Larsen recently completed a tour of approximately 40 stops in B.C.'s Interior and on Vancouver Island, where he held campaign meetings at various coffee shops including Tim Hortons in Port Alberni and Victoria.

UPDATE: Tim Hortons has restored access to Sensible BC’s website as of Thursday afternoon.

Two weeks ago he got a call from the company's head office to stop meeting at its coffee shops.

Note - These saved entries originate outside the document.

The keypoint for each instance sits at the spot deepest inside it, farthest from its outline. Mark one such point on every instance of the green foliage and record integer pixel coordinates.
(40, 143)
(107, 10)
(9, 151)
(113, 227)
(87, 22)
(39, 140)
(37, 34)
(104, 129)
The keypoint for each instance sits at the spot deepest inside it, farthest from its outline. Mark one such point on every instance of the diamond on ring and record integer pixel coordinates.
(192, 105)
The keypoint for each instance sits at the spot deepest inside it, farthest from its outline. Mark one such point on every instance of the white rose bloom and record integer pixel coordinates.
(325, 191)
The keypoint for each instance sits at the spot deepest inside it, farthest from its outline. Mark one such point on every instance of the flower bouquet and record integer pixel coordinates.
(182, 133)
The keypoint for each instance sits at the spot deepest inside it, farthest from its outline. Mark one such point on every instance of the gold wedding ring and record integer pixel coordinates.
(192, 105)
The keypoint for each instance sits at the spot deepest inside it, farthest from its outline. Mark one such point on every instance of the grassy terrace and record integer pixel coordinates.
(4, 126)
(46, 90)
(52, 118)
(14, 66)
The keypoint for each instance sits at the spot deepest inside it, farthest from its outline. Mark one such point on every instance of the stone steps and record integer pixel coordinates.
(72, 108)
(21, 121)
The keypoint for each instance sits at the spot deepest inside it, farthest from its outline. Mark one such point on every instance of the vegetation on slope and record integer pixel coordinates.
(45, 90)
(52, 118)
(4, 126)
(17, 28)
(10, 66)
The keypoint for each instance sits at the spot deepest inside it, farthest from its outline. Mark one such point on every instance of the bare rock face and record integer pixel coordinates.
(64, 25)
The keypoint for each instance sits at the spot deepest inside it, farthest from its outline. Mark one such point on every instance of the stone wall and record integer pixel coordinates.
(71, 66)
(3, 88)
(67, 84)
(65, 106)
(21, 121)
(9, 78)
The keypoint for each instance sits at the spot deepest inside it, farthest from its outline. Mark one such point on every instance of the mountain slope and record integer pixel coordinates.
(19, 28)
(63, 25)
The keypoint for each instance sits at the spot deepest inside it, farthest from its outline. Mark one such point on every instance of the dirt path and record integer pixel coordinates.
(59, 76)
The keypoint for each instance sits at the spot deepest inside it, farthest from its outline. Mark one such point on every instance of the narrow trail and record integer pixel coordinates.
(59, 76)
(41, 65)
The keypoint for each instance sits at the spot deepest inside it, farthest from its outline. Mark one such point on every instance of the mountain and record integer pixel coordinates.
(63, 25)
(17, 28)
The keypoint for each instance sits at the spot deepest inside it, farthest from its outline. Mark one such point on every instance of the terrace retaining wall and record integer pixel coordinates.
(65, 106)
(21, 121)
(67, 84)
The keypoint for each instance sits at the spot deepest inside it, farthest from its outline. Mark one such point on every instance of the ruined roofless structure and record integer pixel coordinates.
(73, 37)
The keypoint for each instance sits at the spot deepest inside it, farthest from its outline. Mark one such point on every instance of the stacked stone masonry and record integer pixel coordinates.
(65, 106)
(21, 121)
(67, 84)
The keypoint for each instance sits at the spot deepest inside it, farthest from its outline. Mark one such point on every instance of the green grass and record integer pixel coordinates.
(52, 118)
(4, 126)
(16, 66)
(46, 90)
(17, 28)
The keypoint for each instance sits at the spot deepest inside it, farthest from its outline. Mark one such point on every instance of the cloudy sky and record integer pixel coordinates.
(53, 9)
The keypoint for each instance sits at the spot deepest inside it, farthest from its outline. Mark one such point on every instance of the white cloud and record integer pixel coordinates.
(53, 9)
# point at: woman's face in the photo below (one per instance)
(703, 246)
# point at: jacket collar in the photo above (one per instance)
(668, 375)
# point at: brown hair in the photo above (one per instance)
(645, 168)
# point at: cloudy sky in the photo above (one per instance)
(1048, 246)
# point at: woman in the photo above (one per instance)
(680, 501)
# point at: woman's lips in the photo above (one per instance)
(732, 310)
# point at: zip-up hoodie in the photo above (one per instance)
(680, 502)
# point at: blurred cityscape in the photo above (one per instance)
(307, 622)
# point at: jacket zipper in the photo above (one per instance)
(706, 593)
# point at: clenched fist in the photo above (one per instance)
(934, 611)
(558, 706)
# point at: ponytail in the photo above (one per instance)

"I went online and checked meetings at Tim Hortons and there's plenty of people out there advertising that they're meeting at Tim Hortons with all kinds of meeting groups," Larsen told The Huffington Post B.C. at a Vancouver campaign event on Wednesday night.

"I don't know exactly why they singled us out."

About a week later a supporter told him that he couldn't access the campaign's website on the Tim Hortons WiFi network.

This is what HuffPost B.C. got when we tried to access the Sensible BC website at Tim Hortons on Wednesday:

"I don't know if it was because after [telling us not to meet in their coffee shops] they blocked it, [or] whether it's a coincidence, but either way I don't really think that's cool," Larsen said.

Tim Hortons spokesperson Alexandra Cygal said the company discourages organized events at its locations by any groups or political parties, regardless of cause.

She added that Sensible BC's website should never have been blocked and that access was granted to the site after receiving a request to unblock it last week.

However, the site still couldn't be accessed at a Tim Hortons on Wednesday night because it was classified as "Illegal Drugs."

This isn't the first time that Tim Hortons has run into controversy surrounding its WiFi network. The company expressed regret in July that access to LGBT news site DailyXtra.ca had been blocked over concerns that it was not appropriate for all ages.